I think part of the fundamental problem with tall v wide in Civ is how resource gathering/city building is handled. Because borders mostly non-alterable in V there's a land-rush aspect to it that ironically isn't as present in 4, while putting a hard limit on the ability of a city to gather resources from nearby tiles means there's always an 'optimal' spacing that may or may not be reflective of the actual reality of the map you're given. And of course Civ doesn't really do a good job of representing how any colonization post-classical period functioned, there's no New World or continents with tech disparities (even mods that do a good job balancing like 5's Vox Populi are guilty of worsening this - can't have any bellcurves in our history games), you can't have enclaves/leases in other civilizations, towns will never naturally grow into cities of their own, etc.

I think the biggest crime of the shift in mentality from 4 to 5 was cutting off any possibility of building on some of the ideas 4 had for that. Borders naturally changing over time and being able to grow towns and somewhat customize their output based on buildings and civics was ironically a better way to make tall play more rewarding than hard-and-fast punishing you for expanding to quickly in 5 because the alternative is half the world think you were a warmonger for just wanting that one luxury.

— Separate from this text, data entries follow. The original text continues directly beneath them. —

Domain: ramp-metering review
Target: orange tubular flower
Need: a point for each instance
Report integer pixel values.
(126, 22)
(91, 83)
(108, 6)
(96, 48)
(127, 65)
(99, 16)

The "hardcore NQ multiplayer community" that plays Civ games like they're turn-based RTSs is absolute cancer. I cannot begin to tell you how much I despise influencers like PotatoMcWhiskey, Spiffing Brit, and FilthyRobot who're obsessed with "balance", "exploits", and "builds".
I enjoy putting spiffing on for background entertainment to see how he breaks Todd's latest sandbox but I agree that at this point I hate tryhards more than casuals.